"In the wee dark hours of the morning, when the whole wide world is fast asleep..."
For tonight, at least, we go the go ahead to skip the 12 a.m. bg check and just do 3 a.m. Whew! We'll see what happens tomorrow.
Daniel is not going trick or treating tonight. A combination of conditions -- diabetes, celiac, and just being 14 year old -- come into play. I'm happy and sad at the same time. Funny, last Halloween we were telling Daniel that we thought he was getting a little old to be trick or treating because once your voice starts changing people look at you funny when you say "trick or treat" in bass tones. Daniel said, as I recall, "NO WAY! I'm going to keep on getting candy!!"
Of course, everything has changed. The funny thing is, he's eating more candy than he ever ate before (a little at a time to correct minor lows). So maybe getting a sack-full isn't that important. He always has candy in his pocket.
One of his teachers, who was handing out candy to other students, gave Daniel a package of peanuts instead. Of course, handing out peanuts in school might not be exactly safe these days, but he knew that Daniel did not have a peanut allergy. And they are gluten free. It was a nice gesture.

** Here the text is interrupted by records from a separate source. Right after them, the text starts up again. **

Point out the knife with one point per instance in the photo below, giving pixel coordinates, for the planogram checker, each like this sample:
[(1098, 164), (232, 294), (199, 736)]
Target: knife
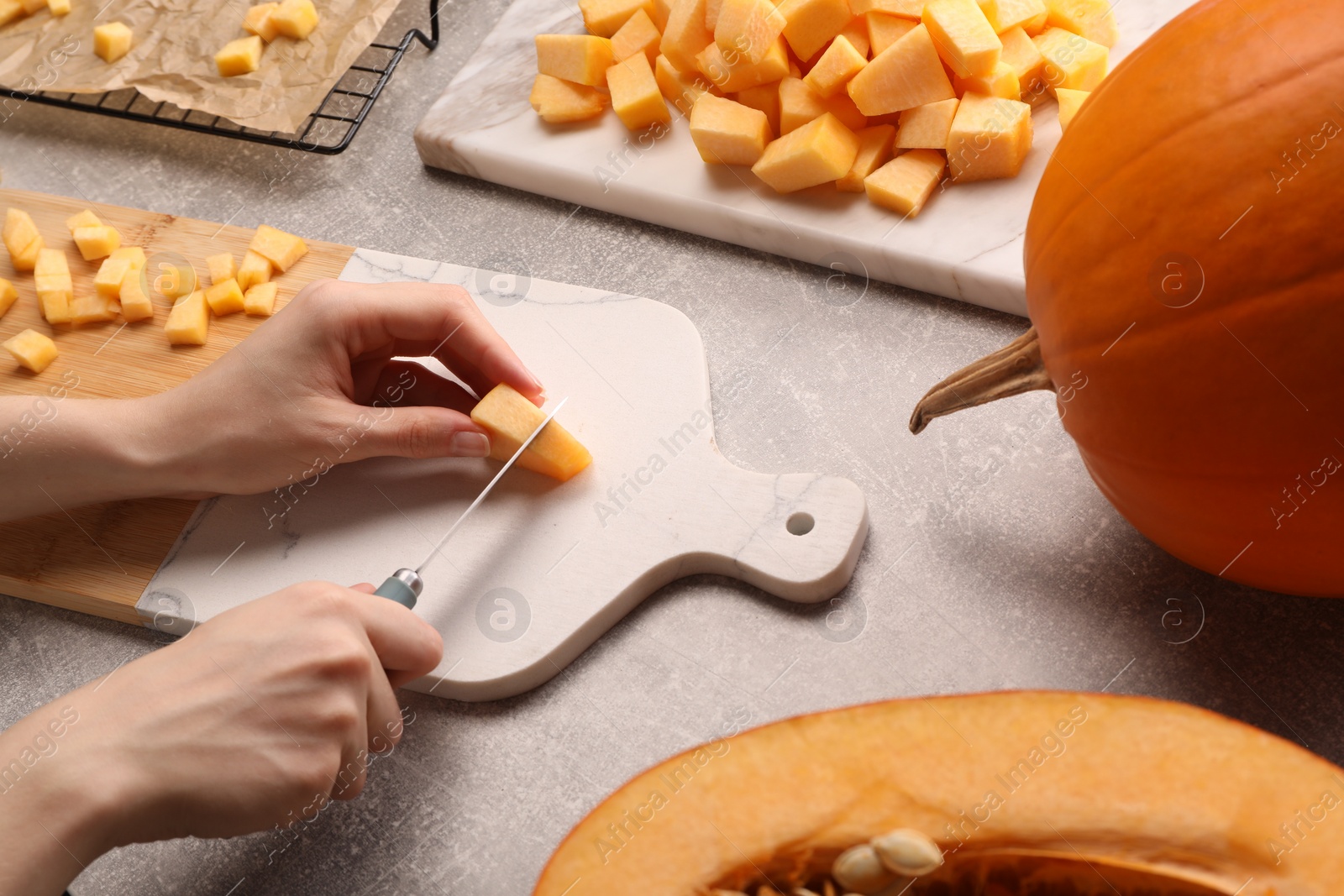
[(405, 584)]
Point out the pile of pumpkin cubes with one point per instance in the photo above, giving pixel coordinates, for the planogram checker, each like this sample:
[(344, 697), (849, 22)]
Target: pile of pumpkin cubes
[(885, 97)]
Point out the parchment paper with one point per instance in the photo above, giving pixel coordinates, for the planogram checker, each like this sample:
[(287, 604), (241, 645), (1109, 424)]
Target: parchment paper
[(174, 55)]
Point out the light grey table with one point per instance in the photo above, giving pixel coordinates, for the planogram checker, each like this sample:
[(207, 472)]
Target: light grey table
[(992, 562)]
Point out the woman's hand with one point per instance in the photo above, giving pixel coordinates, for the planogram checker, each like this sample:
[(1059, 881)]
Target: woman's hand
[(255, 719), (312, 387)]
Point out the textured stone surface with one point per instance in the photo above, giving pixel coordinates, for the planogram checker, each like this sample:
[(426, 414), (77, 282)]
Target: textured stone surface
[(992, 562)]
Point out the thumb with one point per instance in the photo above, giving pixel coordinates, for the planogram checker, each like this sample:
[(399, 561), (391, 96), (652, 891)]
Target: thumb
[(423, 432)]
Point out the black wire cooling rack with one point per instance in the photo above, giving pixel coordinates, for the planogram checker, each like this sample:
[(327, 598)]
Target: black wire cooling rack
[(327, 130)]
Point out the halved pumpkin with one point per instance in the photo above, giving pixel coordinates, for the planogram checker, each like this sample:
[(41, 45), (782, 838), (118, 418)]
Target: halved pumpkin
[(1026, 793)]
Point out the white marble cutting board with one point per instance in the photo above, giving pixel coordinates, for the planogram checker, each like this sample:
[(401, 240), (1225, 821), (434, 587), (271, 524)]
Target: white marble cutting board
[(542, 569), (965, 244)]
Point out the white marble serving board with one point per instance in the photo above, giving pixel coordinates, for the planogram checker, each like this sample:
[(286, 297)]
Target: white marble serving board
[(965, 244), (542, 569)]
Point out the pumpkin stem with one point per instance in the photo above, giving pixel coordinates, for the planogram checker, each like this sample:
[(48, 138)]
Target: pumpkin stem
[(1012, 369)]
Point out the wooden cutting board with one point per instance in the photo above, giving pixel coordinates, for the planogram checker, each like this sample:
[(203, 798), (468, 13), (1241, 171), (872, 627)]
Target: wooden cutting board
[(98, 559)]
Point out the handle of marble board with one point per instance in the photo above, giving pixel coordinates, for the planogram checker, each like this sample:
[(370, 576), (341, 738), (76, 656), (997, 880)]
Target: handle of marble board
[(796, 537)]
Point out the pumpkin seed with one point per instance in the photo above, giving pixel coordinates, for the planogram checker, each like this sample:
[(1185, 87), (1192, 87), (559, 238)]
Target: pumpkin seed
[(907, 852), (859, 869)]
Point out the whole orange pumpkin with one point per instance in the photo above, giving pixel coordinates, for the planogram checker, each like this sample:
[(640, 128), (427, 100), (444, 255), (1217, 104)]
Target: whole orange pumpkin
[(1186, 255)]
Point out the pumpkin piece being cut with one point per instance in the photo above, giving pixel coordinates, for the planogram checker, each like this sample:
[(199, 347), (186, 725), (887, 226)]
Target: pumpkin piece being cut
[(1068, 103), (811, 23), (638, 34), (188, 322), (685, 34), (906, 74), (990, 139), (562, 101), (874, 152), (1000, 82), (906, 183), (927, 127), (963, 35), (510, 419), (635, 94), (748, 29), (837, 65), (31, 349), (816, 154), (605, 18), (22, 239), (800, 103), (1092, 19), (678, 87), (1062, 793), (1070, 60), (727, 132), (885, 29), (732, 78), (577, 58)]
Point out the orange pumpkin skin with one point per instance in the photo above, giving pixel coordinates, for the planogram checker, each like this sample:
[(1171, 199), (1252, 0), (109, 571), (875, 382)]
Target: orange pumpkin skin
[(1186, 265)]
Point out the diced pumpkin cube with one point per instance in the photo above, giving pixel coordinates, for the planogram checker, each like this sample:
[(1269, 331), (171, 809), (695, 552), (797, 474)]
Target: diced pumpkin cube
[(837, 65), (225, 298), (927, 127), (221, 268), (907, 8), (963, 36), (605, 18), (511, 419), (1072, 60), (295, 19), (885, 29), (685, 35), (1012, 13), (578, 58), (766, 98), (255, 269), (875, 147), (93, 308), (279, 248), (84, 219), (1068, 103), (257, 20), (679, 87), (638, 34), (33, 349), (112, 40), (748, 29), (800, 103), (635, 94), (811, 23), (8, 296), (107, 282), (1000, 82), (22, 239), (260, 300), (1027, 63), (906, 74), (817, 152), (239, 56), (905, 183), (1092, 19), (188, 322), (97, 242), (727, 132), (990, 139), (564, 101), (136, 304), (732, 78)]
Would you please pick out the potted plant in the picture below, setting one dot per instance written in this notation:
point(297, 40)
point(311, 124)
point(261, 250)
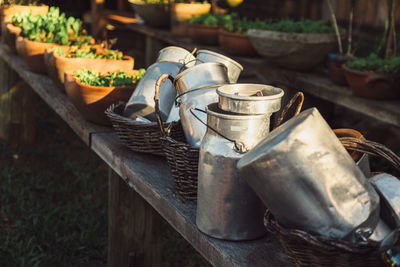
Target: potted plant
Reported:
point(378, 75)
point(297, 45)
point(93, 92)
point(60, 60)
point(182, 11)
point(204, 29)
point(233, 36)
point(155, 13)
point(41, 32)
point(336, 60)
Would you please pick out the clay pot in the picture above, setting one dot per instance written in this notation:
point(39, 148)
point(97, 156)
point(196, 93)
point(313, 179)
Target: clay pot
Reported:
point(335, 63)
point(236, 44)
point(182, 12)
point(361, 159)
point(373, 85)
point(7, 12)
point(156, 15)
point(9, 35)
point(32, 53)
point(92, 101)
point(295, 51)
point(57, 65)
point(203, 34)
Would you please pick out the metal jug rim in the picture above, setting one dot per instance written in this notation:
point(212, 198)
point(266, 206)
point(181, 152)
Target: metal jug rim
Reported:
point(183, 73)
point(221, 56)
point(279, 92)
point(214, 110)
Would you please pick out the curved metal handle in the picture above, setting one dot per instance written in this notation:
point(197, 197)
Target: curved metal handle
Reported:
point(239, 147)
point(298, 95)
point(160, 80)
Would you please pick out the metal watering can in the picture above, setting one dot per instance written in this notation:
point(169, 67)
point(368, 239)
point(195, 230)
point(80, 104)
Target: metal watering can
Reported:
point(171, 60)
point(308, 181)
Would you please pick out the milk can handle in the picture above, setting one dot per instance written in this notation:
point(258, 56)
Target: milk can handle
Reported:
point(298, 95)
point(157, 100)
point(239, 147)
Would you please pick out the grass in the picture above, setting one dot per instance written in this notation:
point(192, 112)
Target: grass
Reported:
point(53, 203)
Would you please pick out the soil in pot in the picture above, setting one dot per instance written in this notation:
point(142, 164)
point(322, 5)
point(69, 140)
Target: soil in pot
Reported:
point(236, 44)
point(203, 34)
point(335, 65)
point(9, 35)
point(58, 65)
point(92, 101)
point(182, 12)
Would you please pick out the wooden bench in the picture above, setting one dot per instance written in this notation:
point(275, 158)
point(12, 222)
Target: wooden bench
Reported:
point(134, 223)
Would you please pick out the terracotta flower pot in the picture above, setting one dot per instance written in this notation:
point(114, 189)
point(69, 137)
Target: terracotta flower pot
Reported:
point(7, 12)
point(156, 15)
point(32, 53)
point(9, 35)
point(182, 12)
point(335, 65)
point(361, 159)
point(297, 51)
point(57, 65)
point(92, 101)
point(236, 44)
point(373, 85)
point(203, 34)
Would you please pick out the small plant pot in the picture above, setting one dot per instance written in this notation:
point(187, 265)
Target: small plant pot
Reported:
point(373, 85)
point(294, 51)
point(203, 34)
point(92, 101)
point(32, 53)
point(156, 15)
point(335, 64)
point(182, 12)
point(9, 35)
point(57, 65)
point(236, 44)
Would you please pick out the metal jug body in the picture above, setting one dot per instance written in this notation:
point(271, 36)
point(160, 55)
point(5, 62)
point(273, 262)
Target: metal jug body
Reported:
point(142, 100)
point(227, 208)
point(308, 181)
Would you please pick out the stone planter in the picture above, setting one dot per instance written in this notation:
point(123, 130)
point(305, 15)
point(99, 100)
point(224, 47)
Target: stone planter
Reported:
point(373, 85)
point(296, 51)
point(236, 44)
point(92, 101)
point(57, 65)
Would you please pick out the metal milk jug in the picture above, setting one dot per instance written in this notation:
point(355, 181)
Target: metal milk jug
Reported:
point(142, 100)
point(227, 208)
point(197, 87)
point(308, 180)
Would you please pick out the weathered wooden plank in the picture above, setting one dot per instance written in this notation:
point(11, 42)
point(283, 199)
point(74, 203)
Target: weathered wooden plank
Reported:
point(150, 177)
point(134, 227)
point(57, 100)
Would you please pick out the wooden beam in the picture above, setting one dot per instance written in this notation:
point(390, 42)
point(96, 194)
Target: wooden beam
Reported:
point(134, 227)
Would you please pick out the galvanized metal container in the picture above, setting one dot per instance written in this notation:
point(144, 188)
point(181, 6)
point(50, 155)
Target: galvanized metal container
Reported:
point(307, 179)
point(250, 98)
point(234, 68)
point(142, 100)
point(227, 208)
point(176, 54)
point(197, 87)
point(388, 187)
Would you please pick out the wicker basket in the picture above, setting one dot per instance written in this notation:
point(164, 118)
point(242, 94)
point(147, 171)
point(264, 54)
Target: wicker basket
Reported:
point(139, 136)
point(304, 249)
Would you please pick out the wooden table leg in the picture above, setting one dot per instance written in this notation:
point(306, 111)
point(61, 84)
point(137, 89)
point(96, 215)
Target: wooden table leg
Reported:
point(17, 108)
point(134, 227)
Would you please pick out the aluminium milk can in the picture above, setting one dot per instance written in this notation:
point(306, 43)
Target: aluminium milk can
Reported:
point(308, 181)
point(197, 86)
point(234, 68)
point(227, 208)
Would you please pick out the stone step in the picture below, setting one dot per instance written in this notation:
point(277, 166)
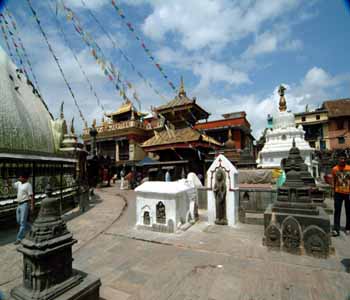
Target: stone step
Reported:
point(254, 218)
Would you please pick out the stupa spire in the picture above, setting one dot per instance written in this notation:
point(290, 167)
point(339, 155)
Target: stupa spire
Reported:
point(61, 110)
point(283, 102)
point(182, 91)
point(72, 130)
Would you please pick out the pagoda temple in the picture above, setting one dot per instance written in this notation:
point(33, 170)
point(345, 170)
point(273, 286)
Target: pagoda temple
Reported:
point(120, 135)
point(179, 140)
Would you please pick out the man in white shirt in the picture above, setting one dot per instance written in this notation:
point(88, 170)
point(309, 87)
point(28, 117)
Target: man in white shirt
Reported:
point(25, 199)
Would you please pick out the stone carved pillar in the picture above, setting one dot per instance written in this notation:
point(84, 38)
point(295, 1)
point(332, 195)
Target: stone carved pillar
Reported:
point(47, 260)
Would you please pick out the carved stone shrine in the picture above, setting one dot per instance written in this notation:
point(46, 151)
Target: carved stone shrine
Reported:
point(165, 206)
point(47, 261)
point(222, 193)
point(295, 223)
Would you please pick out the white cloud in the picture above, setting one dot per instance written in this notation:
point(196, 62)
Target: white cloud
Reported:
point(279, 39)
point(264, 43)
point(207, 23)
point(207, 70)
point(316, 86)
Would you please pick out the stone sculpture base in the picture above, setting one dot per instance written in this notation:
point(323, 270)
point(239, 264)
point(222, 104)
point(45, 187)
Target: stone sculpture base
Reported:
point(87, 288)
point(306, 233)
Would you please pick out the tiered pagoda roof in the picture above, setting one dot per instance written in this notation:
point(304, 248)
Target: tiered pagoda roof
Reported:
point(182, 110)
point(183, 135)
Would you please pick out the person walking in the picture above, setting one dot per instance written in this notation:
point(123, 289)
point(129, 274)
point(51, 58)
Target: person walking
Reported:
point(167, 176)
point(122, 174)
point(341, 187)
point(25, 199)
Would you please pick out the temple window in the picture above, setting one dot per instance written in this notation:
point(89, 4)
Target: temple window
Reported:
point(160, 213)
point(146, 218)
point(341, 140)
point(340, 124)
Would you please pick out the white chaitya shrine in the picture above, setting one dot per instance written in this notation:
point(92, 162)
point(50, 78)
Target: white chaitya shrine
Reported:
point(279, 138)
point(165, 206)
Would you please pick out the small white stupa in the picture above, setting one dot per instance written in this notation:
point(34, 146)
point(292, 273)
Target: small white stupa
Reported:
point(279, 138)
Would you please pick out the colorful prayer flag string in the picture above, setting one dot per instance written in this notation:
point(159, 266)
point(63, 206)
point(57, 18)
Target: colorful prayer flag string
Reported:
point(4, 34)
point(16, 30)
point(56, 59)
point(60, 28)
point(143, 45)
point(107, 67)
point(123, 54)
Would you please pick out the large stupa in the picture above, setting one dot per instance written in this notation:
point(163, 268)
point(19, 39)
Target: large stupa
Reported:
point(279, 138)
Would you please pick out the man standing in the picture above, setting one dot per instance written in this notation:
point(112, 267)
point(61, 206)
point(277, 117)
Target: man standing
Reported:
point(341, 186)
point(122, 174)
point(167, 176)
point(25, 199)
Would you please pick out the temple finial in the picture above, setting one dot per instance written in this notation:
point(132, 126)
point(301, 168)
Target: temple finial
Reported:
point(61, 110)
point(182, 87)
point(283, 102)
point(72, 130)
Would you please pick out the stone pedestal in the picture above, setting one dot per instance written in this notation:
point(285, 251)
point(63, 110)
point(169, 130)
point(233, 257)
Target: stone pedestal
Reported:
point(47, 261)
point(222, 194)
point(294, 223)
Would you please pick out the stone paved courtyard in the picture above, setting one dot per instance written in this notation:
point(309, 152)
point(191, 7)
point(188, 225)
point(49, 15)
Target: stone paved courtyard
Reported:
point(205, 262)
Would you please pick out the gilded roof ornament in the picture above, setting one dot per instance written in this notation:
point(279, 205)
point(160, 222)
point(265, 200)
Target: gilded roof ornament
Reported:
point(182, 91)
point(61, 110)
point(283, 102)
point(72, 130)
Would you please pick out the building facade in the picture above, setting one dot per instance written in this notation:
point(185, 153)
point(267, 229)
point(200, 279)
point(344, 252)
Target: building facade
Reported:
point(315, 125)
point(120, 136)
point(328, 127)
point(339, 123)
point(179, 140)
point(235, 122)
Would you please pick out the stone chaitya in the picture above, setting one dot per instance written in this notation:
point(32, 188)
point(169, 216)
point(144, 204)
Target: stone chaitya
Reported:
point(47, 260)
point(295, 223)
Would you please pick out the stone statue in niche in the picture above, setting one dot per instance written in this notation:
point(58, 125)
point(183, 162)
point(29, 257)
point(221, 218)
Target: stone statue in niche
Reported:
point(146, 218)
point(291, 235)
point(220, 197)
point(316, 241)
point(160, 213)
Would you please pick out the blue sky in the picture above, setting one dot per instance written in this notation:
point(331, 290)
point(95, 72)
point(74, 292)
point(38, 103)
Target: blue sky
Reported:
point(232, 54)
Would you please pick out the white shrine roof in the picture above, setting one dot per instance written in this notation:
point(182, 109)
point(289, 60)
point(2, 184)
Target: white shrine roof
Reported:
point(162, 187)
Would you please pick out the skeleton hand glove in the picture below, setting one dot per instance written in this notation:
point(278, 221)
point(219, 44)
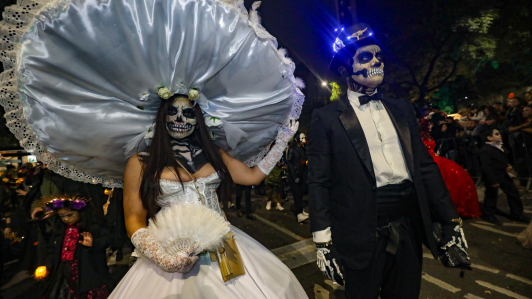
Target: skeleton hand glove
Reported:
point(453, 244)
point(329, 263)
point(145, 242)
point(268, 163)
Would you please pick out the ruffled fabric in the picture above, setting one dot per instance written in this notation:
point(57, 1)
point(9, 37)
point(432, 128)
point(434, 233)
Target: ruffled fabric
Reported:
point(105, 166)
point(459, 183)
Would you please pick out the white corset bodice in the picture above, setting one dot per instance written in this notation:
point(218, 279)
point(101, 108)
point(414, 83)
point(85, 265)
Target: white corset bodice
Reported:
point(174, 194)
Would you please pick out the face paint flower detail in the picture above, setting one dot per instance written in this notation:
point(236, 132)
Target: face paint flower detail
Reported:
point(181, 119)
point(164, 93)
point(368, 66)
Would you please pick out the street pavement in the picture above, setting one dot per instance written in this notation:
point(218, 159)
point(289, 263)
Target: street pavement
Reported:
point(501, 267)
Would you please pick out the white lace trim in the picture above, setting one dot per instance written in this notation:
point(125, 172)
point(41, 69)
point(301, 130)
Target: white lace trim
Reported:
point(18, 20)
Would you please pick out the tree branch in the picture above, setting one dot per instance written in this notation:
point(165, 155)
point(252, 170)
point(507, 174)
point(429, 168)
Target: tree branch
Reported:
point(448, 76)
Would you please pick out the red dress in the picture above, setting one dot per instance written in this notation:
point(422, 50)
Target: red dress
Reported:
point(460, 185)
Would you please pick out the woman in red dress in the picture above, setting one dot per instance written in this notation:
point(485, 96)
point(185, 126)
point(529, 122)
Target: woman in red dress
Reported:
point(461, 186)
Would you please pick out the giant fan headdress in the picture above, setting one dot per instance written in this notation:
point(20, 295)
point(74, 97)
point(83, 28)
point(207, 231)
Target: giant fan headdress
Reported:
point(81, 78)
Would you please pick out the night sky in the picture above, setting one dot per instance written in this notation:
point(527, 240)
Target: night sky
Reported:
point(304, 28)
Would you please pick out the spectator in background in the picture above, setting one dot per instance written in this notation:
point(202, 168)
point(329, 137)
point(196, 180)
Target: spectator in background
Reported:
point(476, 114)
point(494, 162)
point(472, 128)
point(499, 107)
point(447, 145)
point(464, 116)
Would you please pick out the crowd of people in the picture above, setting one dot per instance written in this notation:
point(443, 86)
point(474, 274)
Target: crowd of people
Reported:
point(469, 139)
point(69, 244)
point(214, 108)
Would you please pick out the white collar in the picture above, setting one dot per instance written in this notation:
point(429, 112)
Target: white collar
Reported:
point(353, 99)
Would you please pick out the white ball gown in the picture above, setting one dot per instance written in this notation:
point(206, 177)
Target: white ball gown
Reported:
point(266, 276)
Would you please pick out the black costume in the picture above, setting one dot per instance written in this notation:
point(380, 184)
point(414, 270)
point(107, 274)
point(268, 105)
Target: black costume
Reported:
point(494, 163)
point(91, 261)
point(343, 195)
point(296, 175)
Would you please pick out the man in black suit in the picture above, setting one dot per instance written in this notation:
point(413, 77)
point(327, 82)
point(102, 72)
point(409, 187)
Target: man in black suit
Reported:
point(372, 183)
point(495, 166)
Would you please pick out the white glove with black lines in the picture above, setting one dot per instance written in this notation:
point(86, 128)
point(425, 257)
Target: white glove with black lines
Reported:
point(328, 262)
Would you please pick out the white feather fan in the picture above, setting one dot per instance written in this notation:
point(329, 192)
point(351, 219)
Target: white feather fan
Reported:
point(181, 226)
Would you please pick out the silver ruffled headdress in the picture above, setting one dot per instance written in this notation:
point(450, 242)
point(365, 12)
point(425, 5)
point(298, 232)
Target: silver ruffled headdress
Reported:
point(81, 78)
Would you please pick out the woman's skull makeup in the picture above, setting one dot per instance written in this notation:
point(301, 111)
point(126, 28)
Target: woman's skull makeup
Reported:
point(181, 119)
point(368, 66)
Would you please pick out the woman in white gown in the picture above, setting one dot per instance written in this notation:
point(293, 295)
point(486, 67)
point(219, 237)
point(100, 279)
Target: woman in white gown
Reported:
point(186, 275)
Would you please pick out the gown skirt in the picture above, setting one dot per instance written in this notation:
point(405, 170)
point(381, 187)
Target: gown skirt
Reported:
point(266, 277)
point(461, 187)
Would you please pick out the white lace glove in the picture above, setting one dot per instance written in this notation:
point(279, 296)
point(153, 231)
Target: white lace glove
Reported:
point(268, 163)
point(182, 262)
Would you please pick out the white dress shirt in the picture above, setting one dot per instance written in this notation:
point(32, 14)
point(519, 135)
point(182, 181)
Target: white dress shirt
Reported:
point(384, 148)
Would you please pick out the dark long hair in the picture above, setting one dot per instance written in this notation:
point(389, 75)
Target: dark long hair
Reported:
point(160, 155)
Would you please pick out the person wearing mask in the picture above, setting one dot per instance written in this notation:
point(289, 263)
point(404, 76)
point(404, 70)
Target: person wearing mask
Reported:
point(476, 114)
point(295, 176)
point(372, 182)
point(501, 111)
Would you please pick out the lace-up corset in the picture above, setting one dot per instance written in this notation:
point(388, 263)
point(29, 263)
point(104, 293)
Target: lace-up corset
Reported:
point(174, 194)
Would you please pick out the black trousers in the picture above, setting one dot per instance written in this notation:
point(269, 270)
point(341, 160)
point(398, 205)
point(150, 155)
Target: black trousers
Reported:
point(297, 192)
point(512, 193)
point(391, 276)
point(247, 193)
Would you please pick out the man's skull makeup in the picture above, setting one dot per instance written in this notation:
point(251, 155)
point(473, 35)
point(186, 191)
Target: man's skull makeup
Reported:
point(181, 119)
point(368, 66)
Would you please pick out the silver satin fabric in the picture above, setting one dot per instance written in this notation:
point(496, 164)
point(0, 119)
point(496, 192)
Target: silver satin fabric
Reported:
point(82, 74)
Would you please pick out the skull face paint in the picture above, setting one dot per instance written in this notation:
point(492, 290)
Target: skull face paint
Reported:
point(368, 66)
point(181, 119)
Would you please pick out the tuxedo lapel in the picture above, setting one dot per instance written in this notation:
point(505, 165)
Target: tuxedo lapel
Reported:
point(403, 131)
point(352, 126)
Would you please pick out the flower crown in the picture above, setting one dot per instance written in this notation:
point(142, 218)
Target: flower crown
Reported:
point(65, 201)
point(165, 93)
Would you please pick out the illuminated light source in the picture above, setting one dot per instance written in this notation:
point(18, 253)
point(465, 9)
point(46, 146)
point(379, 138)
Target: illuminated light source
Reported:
point(40, 272)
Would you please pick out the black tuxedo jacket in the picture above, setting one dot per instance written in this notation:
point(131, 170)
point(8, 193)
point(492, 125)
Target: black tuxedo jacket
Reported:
point(494, 163)
point(342, 184)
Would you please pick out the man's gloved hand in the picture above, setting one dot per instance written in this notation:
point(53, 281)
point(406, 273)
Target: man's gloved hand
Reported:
point(452, 242)
point(329, 263)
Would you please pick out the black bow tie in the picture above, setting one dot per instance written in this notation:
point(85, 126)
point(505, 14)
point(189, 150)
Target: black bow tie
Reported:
point(365, 99)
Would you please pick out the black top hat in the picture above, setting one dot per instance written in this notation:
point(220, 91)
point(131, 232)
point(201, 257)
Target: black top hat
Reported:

I have been thinking about how diabetes & celiac touches everything we do now. We have to be obsessive-compulsive to test at the right times, to plan for the day, to figure out meals, to check the ratios & calculations twice before injecting. It's like we are looking at every minute of every day through a new lens, and, perhaps since I'm the mom & deal with these issues one on one more often, I tend to forget that there's a world out there that doesn't even think about carbs, snacks, gluten, and life & death every day. I was in that world just a few months ago, and I guess my head is still spinning. Not as fast as it used to, but enough to make me dizzy some days.
Okay. Time to get the ghosties and goblins ready for Halloween. Daniel's brother & sister are out to get a major haul!!